Gordon
Gordon

Reputation: 31

Python - grouping with conditions

I'm looking for an elegant approach to the following problem.

Working from a DataFrame with 15 columns and 1250 rows of chemical compound information (1250 compounds). One particular column named "molecular_mass" has numbers which I would like to use as a handle to create groups containing 100 compounds each, where the "molecular_mass" numbers of each compound in the group can't be within +/- 1 of any other number in that group.

I'm performing the following to get randomized groups of 100, but this doesn't help me with my problem of keeping the "molecular_mass" numbers +/- 1 apart from any other number in the group.

import pandas as pd
    df=pd.read_csv('data.csv')
    df=df.sample(frac=1).reset_index(drop=TRUE)
    SIZE=100
    df['group']=df.index // SIZE
    groups=[
    df[df['group'] == num]
    for num in range (df['group'].max()+1)]

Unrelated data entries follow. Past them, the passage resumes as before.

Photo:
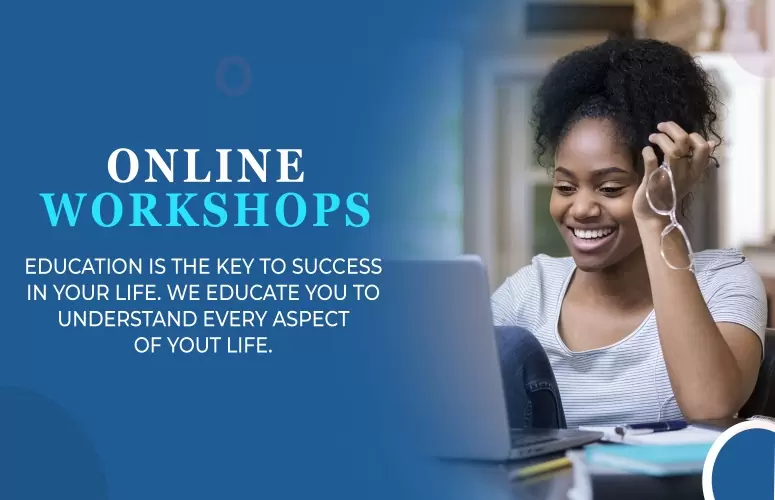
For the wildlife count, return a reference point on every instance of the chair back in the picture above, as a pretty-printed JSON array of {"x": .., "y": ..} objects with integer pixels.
[{"x": 762, "y": 401}]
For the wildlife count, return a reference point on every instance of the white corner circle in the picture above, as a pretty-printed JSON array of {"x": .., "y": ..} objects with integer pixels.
[{"x": 710, "y": 460}]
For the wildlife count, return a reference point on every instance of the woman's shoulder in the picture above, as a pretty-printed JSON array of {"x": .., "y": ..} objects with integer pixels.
[{"x": 725, "y": 268}]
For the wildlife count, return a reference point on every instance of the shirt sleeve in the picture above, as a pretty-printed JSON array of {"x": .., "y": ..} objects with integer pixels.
[
  {"x": 510, "y": 296},
  {"x": 739, "y": 297}
]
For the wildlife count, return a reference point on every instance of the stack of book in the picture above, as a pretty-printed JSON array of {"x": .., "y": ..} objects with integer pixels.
[{"x": 661, "y": 465}]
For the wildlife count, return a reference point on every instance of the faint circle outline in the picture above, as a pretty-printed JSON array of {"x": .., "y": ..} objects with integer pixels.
[
  {"x": 718, "y": 444},
  {"x": 223, "y": 66}
]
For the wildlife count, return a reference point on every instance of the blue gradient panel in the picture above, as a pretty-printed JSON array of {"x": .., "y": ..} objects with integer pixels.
[
  {"x": 82, "y": 414},
  {"x": 745, "y": 466}
]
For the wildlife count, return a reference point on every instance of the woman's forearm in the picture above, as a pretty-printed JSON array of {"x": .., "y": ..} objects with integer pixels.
[{"x": 704, "y": 374}]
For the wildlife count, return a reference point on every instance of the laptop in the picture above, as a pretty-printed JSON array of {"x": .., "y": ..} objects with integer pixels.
[{"x": 450, "y": 326}]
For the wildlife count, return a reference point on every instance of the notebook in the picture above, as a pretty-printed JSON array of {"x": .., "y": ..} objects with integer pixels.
[
  {"x": 653, "y": 460},
  {"x": 689, "y": 435}
]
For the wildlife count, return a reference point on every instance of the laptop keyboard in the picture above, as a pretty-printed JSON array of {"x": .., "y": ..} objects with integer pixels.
[{"x": 525, "y": 439}]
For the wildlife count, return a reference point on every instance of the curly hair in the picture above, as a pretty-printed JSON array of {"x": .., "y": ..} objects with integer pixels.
[{"x": 636, "y": 83}]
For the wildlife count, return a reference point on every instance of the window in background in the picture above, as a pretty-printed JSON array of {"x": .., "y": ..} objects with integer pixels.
[{"x": 439, "y": 168}]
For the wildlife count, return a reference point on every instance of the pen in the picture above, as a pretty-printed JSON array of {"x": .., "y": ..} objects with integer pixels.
[
  {"x": 650, "y": 428},
  {"x": 541, "y": 468}
]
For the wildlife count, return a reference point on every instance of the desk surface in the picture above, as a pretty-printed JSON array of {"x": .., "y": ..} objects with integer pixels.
[{"x": 557, "y": 484}]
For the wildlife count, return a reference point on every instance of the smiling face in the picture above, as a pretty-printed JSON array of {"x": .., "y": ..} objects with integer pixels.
[{"x": 591, "y": 202}]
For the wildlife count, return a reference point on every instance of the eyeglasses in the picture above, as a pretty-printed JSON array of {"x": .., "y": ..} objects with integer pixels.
[{"x": 661, "y": 195}]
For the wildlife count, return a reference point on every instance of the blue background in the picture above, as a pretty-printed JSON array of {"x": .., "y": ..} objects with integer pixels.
[
  {"x": 82, "y": 415},
  {"x": 745, "y": 466}
]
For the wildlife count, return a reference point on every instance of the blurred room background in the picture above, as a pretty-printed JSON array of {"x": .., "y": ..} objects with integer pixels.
[{"x": 486, "y": 193}]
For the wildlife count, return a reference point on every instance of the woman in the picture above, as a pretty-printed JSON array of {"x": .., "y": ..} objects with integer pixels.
[{"x": 628, "y": 334}]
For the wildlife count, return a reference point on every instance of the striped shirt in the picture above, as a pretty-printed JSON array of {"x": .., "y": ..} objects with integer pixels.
[{"x": 625, "y": 382}]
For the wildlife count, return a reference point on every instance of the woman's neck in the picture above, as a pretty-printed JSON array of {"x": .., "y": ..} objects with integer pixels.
[{"x": 625, "y": 285}]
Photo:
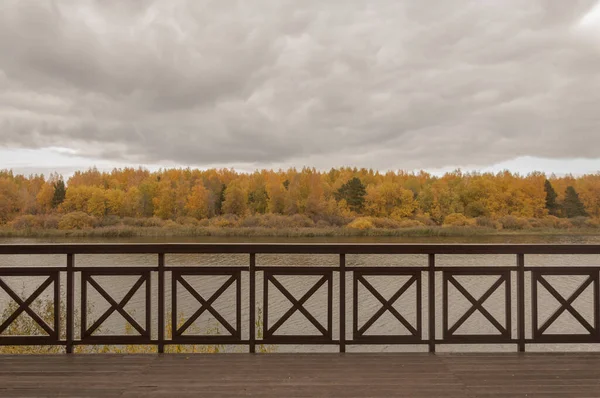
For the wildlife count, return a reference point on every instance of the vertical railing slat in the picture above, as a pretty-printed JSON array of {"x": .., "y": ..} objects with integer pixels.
[
  {"x": 342, "y": 302},
  {"x": 521, "y": 300},
  {"x": 70, "y": 301},
  {"x": 161, "y": 303},
  {"x": 431, "y": 300},
  {"x": 252, "y": 304}
]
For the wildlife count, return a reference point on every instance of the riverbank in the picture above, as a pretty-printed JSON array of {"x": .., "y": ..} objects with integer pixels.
[{"x": 298, "y": 232}]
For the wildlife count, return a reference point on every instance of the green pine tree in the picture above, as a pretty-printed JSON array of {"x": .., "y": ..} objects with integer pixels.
[
  {"x": 353, "y": 192},
  {"x": 551, "y": 203},
  {"x": 572, "y": 205}
]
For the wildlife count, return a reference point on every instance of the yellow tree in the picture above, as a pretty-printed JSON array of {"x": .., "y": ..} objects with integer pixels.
[
  {"x": 96, "y": 205},
  {"x": 276, "y": 194},
  {"x": 164, "y": 202},
  {"x": 390, "y": 200},
  {"x": 44, "y": 197},
  {"x": 115, "y": 198},
  {"x": 198, "y": 202},
  {"x": 9, "y": 199},
  {"x": 235, "y": 199}
]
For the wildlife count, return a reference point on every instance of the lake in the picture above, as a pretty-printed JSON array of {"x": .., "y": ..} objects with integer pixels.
[{"x": 297, "y": 324}]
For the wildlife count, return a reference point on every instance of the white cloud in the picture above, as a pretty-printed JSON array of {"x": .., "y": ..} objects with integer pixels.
[{"x": 380, "y": 83}]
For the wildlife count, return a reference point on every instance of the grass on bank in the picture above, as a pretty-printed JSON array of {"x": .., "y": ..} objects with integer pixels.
[
  {"x": 79, "y": 224},
  {"x": 26, "y": 326}
]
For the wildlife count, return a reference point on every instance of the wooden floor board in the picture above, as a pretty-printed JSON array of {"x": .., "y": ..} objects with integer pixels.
[{"x": 302, "y": 375}]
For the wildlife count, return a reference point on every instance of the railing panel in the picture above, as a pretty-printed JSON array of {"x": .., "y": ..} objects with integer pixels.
[{"x": 421, "y": 281}]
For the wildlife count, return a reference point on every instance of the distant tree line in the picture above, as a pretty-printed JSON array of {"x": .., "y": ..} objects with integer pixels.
[{"x": 334, "y": 197}]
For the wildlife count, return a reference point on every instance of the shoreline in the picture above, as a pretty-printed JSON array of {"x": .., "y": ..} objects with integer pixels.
[{"x": 299, "y": 232}]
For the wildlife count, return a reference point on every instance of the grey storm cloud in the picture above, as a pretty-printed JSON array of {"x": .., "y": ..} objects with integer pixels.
[{"x": 380, "y": 83}]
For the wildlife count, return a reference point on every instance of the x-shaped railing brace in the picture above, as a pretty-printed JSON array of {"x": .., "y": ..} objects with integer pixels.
[
  {"x": 24, "y": 306},
  {"x": 387, "y": 305},
  {"x": 206, "y": 305},
  {"x": 477, "y": 305},
  {"x": 114, "y": 306},
  {"x": 565, "y": 305},
  {"x": 297, "y": 305}
]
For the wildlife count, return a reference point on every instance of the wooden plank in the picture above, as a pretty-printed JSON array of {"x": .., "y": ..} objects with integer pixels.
[
  {"x": 302, "y": 375},
  {"x": 309, "y": 248}
]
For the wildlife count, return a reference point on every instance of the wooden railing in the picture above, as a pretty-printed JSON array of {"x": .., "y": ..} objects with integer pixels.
[{"x": 426, "y": 279}]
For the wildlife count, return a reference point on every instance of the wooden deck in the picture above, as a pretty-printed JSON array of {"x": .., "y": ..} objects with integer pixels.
[{"x": 302, "y": 375}]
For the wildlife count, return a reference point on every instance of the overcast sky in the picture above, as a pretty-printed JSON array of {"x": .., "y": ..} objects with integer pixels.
[{"x": 387, "y": 84}]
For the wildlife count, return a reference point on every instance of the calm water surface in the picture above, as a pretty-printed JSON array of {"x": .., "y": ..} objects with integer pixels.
[{"x": 278, "y": 304}]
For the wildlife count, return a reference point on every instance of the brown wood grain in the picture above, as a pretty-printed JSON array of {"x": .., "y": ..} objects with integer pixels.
[{"x": 302, "y": 375}]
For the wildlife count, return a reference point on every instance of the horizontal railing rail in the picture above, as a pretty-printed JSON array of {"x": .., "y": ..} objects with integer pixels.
[{"x": 427, "y": 329}]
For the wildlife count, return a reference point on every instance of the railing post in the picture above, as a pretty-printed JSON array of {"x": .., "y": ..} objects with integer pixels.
[
  {"x": 252, "y": 304},
  {"x": 521, "y": 300},
  {"x": 431, "y": 299},
  {"x": 161, "y": 303},
  {"x": 70, "y": 301},
  {"x": 342, "y": 302}
]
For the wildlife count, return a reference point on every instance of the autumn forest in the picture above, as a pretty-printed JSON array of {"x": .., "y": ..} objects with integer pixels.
[{"x": 354, "y": 199}]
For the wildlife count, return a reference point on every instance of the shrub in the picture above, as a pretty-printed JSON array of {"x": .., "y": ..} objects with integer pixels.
[
  {"x": 361, "y": 223},
  {"x": 486, "y": 222},
  {"x": 143, "y": 222},
  {"x": 555, "y": 222},
  {"x": 408, "y": 223},
  {"x": 51, "y": 222},
  {"x": 227, "y": 220},
  {"x": 187, "y": 221},
  {"x": 537, "y": 223},
  {"x": 76, "y": 220},
  {"x": 26, "y": 222},
  {"x": 579, "y": 222},
  {"x": 514, "y": 223},
  {"x": 301, "y": 221},
  {"x": 592, "y": 223},
  {"x": 322, "y": 224},
  {"x": 384, "y": 223},
  {"x": 426, "y": 220},
  {"x": 457, "y": 220},
  {"x": 170, "y": 224},
  {"x": 109, "y": 221}
]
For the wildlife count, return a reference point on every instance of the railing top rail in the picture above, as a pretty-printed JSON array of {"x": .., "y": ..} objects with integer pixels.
[{"x": 297, "y": 248}]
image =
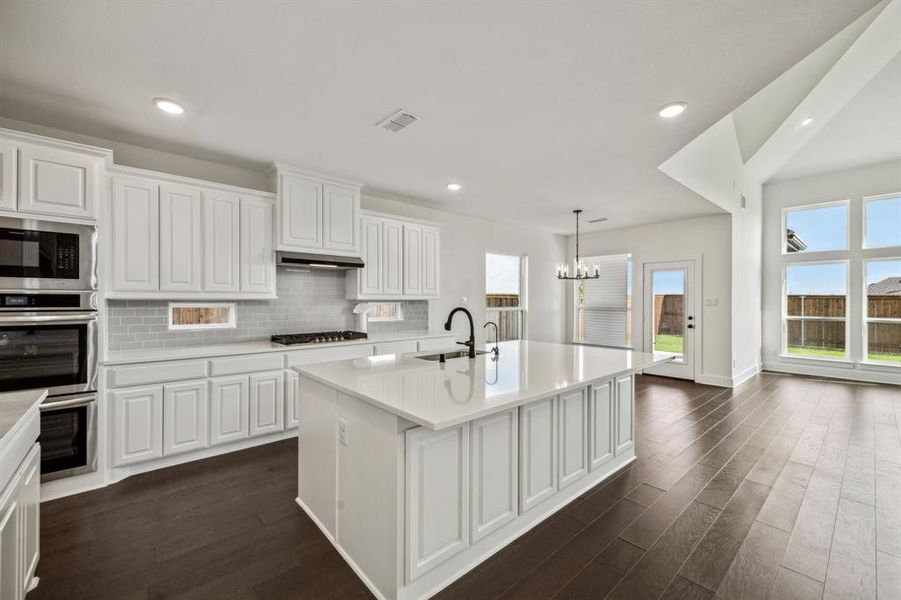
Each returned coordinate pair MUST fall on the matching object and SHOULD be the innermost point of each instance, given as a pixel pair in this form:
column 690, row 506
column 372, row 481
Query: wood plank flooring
column 786, row 487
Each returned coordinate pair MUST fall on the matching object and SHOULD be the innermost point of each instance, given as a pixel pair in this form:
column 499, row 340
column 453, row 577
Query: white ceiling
column 536, row 108
column 866, row 131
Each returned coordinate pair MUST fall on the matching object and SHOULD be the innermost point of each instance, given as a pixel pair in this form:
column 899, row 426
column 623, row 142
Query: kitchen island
column 418, row 470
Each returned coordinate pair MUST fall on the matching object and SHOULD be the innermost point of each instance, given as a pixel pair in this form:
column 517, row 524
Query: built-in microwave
column 44, row 255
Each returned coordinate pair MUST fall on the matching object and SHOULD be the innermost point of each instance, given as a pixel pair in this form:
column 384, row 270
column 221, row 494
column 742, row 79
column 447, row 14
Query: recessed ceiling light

Adding a few example lines from data.csv

Compound molecular_mass Plate Column Row Solubility
AAA 74.12 1 1 A 100/0
BBB 74.12 3 4 D 100/0
CCC 76.12 2 5 H 80/20
DDD 120.3 6 10 F 50/50
EEE 121.3 1 1 B 100/0
FFF 119.3 1 1 C 100/0
GGG 150.3 5 13 D 100/0

The data.csv is in the format (6 most important columns shown).

Upvotes: 3

Views: 161

Answers (1)

M Nastri
M Nastri

Reputation: 31

(First post in SO. Help me out on what I can do better. This is NOT an numpy answer, but I'm hoping this helps anyway)

For my solution I'd create an empty dict to store the groups of compounds and loop over the data given in the table while checking (or iterating) each group for the two conditions you described.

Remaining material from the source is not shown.